Bug 577546

Summary: Updated openssl package breaks lighttpd running SSL because of upstream bug #2157
Product: [Fedora] Fedora EPEL Reporter: Wouter de Jong <wouter>
Component: lighttpdAssignee: Matthias Saou <matthias>
Status: CLOSED CURRENTRELEASE QA Contact: Fedora Extras Quality Assurance <extras-qa>
Severity: high Docs Contact:
Priority: low    
Version: el5CC: fedora-packaging, matthias, opensource, redhat-bugzilla, tremble
Target Milestone: ---   
Target Release: ---   
Hardware: All   
OS: Linux   
Whiteboard:
Fixed In Version: Doc Type: Bug Fix
Doc Text:
Story Points: ---
Clone Of: Environment:
Last Closed: 2010-09-20 08:40:23 UTC Type: ---
Regression: --- Mount Type: ---
Documentation: --- CRM:
Verified Versions: Category: ---
oVirt Team: --- RHEL 7.3 requirements from Atomic Host:
Cloudforms Team: ---

Description Wouter de Jong 2010-03-27 23:11:01 UTC
Description of problem:
The updated openssl-0.9.8e-12.el5_4.6 package breaks lighttpd SSL because of upstream bug #2157

Version-Release number of selected component (if applicable):
lighttpd-1.4.22-2.el5

How reproducible:

install lighttpd-1.4.22-2.el5 & openssl-0.9.8e-12.el5_4.6
Enable SSL in lighttpd.conf :

ssl.engine = "enabled"
ssl.pemfile = "/etc/pki/tls/certs/lighttpd.pem"
  
Actual results:
# service lighttpd start
Starting lighttpd: 2010-03-28 00:04:43: (network.c.336) SSL: error:00000000:lib(0):func(0):reason(0)
                                                           [FAILED]



Expected results:
# service lighttpd start
Starting lighttpd:                                         [  OK  ]


Additional info:
Upstream bug#2157 @ http://redmine.lighttpd.net/issues/2157
Fixed upstream in r2716 @ http://redmine.lighttpd.net/projects/lighttpd/repository/revisions/2716

Rebuild SRPM with the above patch, and it works.

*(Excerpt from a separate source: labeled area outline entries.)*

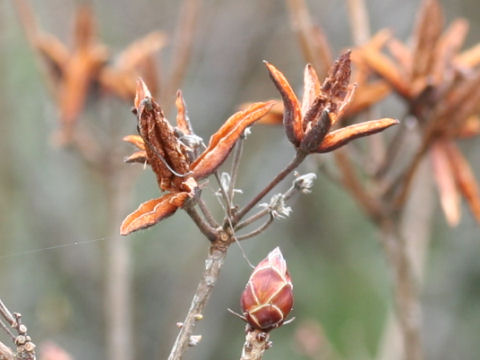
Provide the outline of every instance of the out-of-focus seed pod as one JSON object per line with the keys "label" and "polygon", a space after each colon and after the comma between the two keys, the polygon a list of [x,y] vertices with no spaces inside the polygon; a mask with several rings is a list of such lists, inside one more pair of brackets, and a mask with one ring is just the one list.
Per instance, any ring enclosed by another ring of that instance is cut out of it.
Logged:
{"label": "out-of-focus seed pod", "polygon": [[254,329],[279,327],[292,310],[293,285],[280,248],[253,270],[240,299],[243,315]]}

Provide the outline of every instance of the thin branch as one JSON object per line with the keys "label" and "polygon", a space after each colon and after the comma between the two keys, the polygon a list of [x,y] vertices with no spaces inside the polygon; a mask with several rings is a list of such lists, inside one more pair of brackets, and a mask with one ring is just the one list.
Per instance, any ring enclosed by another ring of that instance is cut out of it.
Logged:
{"label": "thin branch", "polygon": [[3,330],[7,333],[8,336],[10,336],[10,339],[12,339],[13,342],[15,342],[16,336],[13,334],[13,332],[10,330],[10,328],[3,322],[3,320],[0,320],[0,326],[2,327]]}
{"label": "thin branch", "polygon": [[402,332],[404,358],[420,360],[422,359],[422,346],[418,289],[412,272],[406,240],[392,226],[392,224],[384,226],[383,242],[389,263],[393,267],[395,313]]}
{"label": "thin branch", "polygon": [[233,225],[237,224],[260,200],[263,199],[280,181],[282,181],[287,175],[297,168],[305,159],[305,154],[297,152],[293,160],[277,175],[275,178],[262,190],[257,196],[255,196],[250,202],[241,209],[233,219]]}
{"label": "thin branch", "polygon": [[270,218],[262,226],[260,226],[258,229],[255,229],[249,233],[238,235],[237,240],[242,241],[242,240],[250,239],[254,236],[261,234],[273,223],[273,220],[274,220],[273,215],[270,214]]}
{"label": "thin branch", "polygon": [[15,360],[13,351],[0,341],[0,360]]}
{"label": "thin branch", "polygon": [[240,360],[261,360],[270,347],[269,334],[260,330],[247,331]]}
{"label": "thin branch", "polygon": [[342,174],[343,185],[370,218],[375,223],[378,223],[384,216],[381,204],[366,191],[363,184],[359,181],[345,150],[338,149],[334,152],[334,155],[337,167]]}
{"label": "thin branch", "polygon": [[208,224],[214,229],[218,228],[220,224],[217,223],[217,221],[213,217],[210,210],[208,210],[208,207],[207,207],[207,204],[205,204],[205,201],[203,201],[202,198],[199,198],[197,203],[198,203],[198,207],[202,211],[202,214],[205,217],[205,220],[208,222]]}
{"label": "thin branch", "polygon": [[401,148],[401,145],[403,143],[403,139],[405,138],[406,134],[406,126],[405,126],[405,117],[402,118],[403,120],[400,121],[400,124],[397,128],[397,132],[393,136],[392,141],[390,142],[387,152],[385,154],[384,159],[382,160],[380,166],[378,169],[375,171],[375,178],[380,179],[385,174],[388,172],[388,170],[391,168],[391,166],[394,164],[394,160],[398,155],[398,151]]}
{"label": "thin branch", "polygon": [[[293,194],[296,193],[296,190],[297,190],[297,188],[295,186],[291,186],[287,191],[285,191],[285,194],[283,194],[284,200],[285,201],[289,200],[293,196]],[[250,224],[253,224],[255,221],[263,218],[269,212],[270,212],[270,209],[268,207],[263,208],[262,210],[260,210],[256,214],[254,214],[254,215],[250,216],[249,218],[239,222],[235,226],[235,230],[240,230],[240,229],[243,229],[244,227],[246,227]]]}
{"label": "thin branch", "polygon": [[[213,287],[218,280],[220,269],[225,260],[225,256],[227,255],[228,242],[226,240],[228,240],[228,236],[225,233],[224,235],[226,239],[221,239],[221,236],[219,236],[210,247],[209,254],[205,260],[205,270],[202,279],[197,286],[190,309],[182,323],[180,332],[177,335],[168,360],[182,359],[183,354],[191,343],[193,329],[196,323],[203,317],[203,311],[212,293]],[[222,243],[225,246],[218,246],[218,243]]]}
{"label": "thin branch", "polygon": [[208,222],[206,222],[201,216],[200,214],[198,213],[198,211],[193,207],[193,205],[190,205],[190,206],[186,206],[185,208],[185,211],[187,212],[188,215],[190,215],[190,217],[192,218],[192,220],[195,222],[195,224],[198,226],[198,228],[200,229],[200,231],[202,232],[203,235],[205,235],[208,240],[210,240],[211,242],[213,242],[218,234],[217,234],[217,230],[215,230],[215,228],[213,228],[212,226],[210,226],[208,224]]}
{"label": "thin branch", "polygon": [[200,0],[185,0],[180,10],[180,16],[177,21],[174,55],[171,61],[172,68],[169,72],[171,75],[166,84],[165,91],[162,94],[162,104],[164,104],[164,110],[167,114],[169,104],[172,103],[170,98],[173,99],[173,95],[180,87],[191,58],[199,10]]}
{"label": "thin branch", "polygon": [[217,179],[218,186],[220,187],[220,194],[222,195],[223,201],[225,201],[226,213],[227,216],[231,218],[232,215],[232,203],[230,202],[230,198],[227,195],[227,189],[223,187],[222,181],[220,176],[218,175],[218,171],[214,173],[215,179]]}
{"label": "thin branch", "polygon": [[327,40],[322,30],[313,25],[305,0],[288,0],[287,5],[303,56],[323,78],[332,63]]}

Comment 1 Ralf Ertzinger 2010-03-30 18:00:49 UTC
Workaround:

set
ssl.use-sslv2 = "enable"

in the appropriate places in the config. This will enable SSLv2, but you can prevent actual working SSLv2 negotiation by massaging the cipher list, for example like this:

ssl.cipher-list = "TLSv1+HIGH RC4+MEDIUM !SSLv2 !3DES !aNULL @STRENGTH"

Comment 2 David Anderson 2010-04-01 08:44:01 UTC
I got bitten by this too. Thanks for the work-around.

Comment 3 Matthias Saou 2010-04-29 11:32:08 UTC
I've rebuilt 1.4.26 with the fix, it should appear in EPEL testing soon. I've updated on many production servers and it's been working fine for me so far.

Comment 4 Till Maas 2010-05-10 16:08:34 UTC
lighttpd  0:1.4.26-2.el5 fixed this bug for me

Comment 5 Wouter de Jong 2010-05-14 10:34:20 UTC
Indeed fixed, thank you :)

Comment 6 Mark Chappell 2010-09-20 08:40:23 UTC
lighttpd-1.4.26-2.el5 is now in the main EPEL repos, since Wouter de Jong reports this version as having fixed his problem I'm closing the ticket off.